In the embodiment of the invention, in order to improve the positioning accuracy of the position of the flow chart, the position of the flow chart can be determined by combining the positioning result of the boundary of the flow chart and the position of the arrow image.
In a specific implementation, for some flowcharts with node titles, in order to improve the analysis integrity of the flowcharts, the node titles may also be identified according to attribute information of text.
It is found that the node title generally adopts the set font type and font size, so that it can be determined whether the text stream in the text is the node title according to the font type and font size in the attribute information of the text.
According to research, it is found that the node title is generally adjacent to the boundary of the flowchart or within the preset range of the boundary of the flowchart, and in order to improve the accuracy of determining the node title, in the embodiment of the invention, the node title may be identified according to the attribute information of the text and the positioning result of the boundary of the flowchart.
In a specific implementation, after the node title is identified, the corresponding relationship between the node title and the node may be determined according to the position of the node title and the position of the node.
In the embodiment of the invention, the position of the node title in each row generally corresponds to the position of the node, and the node title is generally above the corresponding node, so that the node titles respectively corresponding to the nodes can be judged according to the character position of the node title in the corresponding row and the character position of the row in which the node is located.
With continued reference to fig. 4, the nodes corresponding to nodes 9 and 10 are titled "node title 1", and the nodes corresponding to nodes 7 and 8 are titled "node title 2".
In specific implementation, the method can also acquire the corner mark recognition condition, and judge whether each node has the corner mark according to the attribute information of the text corresponding to each node and the node recognition condition.

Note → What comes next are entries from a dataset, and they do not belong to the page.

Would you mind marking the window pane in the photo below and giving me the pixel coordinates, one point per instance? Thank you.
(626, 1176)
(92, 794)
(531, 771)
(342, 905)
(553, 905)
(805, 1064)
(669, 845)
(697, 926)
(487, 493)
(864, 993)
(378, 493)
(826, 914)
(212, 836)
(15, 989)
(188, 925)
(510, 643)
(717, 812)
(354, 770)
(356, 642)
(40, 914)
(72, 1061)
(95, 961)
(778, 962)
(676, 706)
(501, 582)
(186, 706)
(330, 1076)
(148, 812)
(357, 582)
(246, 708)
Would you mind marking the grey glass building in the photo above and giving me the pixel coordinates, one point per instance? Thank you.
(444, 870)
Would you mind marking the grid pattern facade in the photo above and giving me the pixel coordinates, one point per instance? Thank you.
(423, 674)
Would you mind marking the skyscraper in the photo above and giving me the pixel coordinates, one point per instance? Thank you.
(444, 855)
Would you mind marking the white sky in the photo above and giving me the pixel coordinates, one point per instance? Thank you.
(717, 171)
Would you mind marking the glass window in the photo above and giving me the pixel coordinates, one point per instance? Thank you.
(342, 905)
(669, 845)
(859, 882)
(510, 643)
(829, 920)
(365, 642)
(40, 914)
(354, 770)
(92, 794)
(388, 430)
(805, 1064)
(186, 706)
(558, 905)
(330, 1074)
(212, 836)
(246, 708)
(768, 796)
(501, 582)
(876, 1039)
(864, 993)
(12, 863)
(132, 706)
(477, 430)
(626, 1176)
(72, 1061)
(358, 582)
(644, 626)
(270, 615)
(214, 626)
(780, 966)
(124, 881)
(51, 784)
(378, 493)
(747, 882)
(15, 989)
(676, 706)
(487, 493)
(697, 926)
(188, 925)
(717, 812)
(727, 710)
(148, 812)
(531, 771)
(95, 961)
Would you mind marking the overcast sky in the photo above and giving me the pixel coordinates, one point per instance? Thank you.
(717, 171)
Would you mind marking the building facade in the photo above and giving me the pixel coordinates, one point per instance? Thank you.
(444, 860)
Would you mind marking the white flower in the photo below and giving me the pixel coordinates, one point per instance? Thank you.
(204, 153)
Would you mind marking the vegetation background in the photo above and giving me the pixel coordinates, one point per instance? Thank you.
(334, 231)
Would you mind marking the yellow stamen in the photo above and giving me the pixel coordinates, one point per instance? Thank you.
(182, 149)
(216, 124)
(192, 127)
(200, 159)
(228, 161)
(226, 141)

When the attribute information of the text corresponding to any node has the text matched with the corner mark recognition condition, the text matched with the corner mark recognition condition can be used as the corner mark.
In an embodiment of the present invention, the corner mark recognition condition may include a type of text, a position of the text, a word size of the text, and the like. The text may be of the type letters, latin letters, numbers, etc. The text is usually positioned at the upper right corner of a character, and the font size may be five, etc. The corner mark recognition condition can be set according to actual requirements, and is not limited herein.
And judging whether the attribute information of each element in the text is matched with a corner mark recognition condition, for example, the corner mark recognition condition is that the text type is letter, upper right corner position and small five-number font. And judging that the text e is the corner mark if the attribute information of the text e meets the letters, the upper right corner position and the small five-number fonts in the corner mark recognition condition.
In specific implementation, the node titles can be identified according to the recognition conditions of the corner marks and the attribute information of the text corresponding to the node titles, and whether the corner marks exist in the node titles or not can be judged.
In the embodiment of the invention, when the corner mark is identified, the identified corner mark is marked when the information related to the corner mark is stored. To facilitate distinguishing the corner mark from other text, special symbols may be used before and after the corner mark, for example, five-pointed star #. For example Node header WORKUP b The occurrence of the corner mark b can be stored in the following way: WORKUP. It will be appreciated that other symbols may also be used to indicate angular labels.
In a specific implementation, the footnote recognition condition can be obtained, and the footnote area is determined according to the attribute information of the text and the footnote recognition condition.
In an embodiment of the present invention, the footnote recognition condition may include: the number and position of the initial letter of the footnote. Further, the footnote recognition condition may also include a case of text, or the like.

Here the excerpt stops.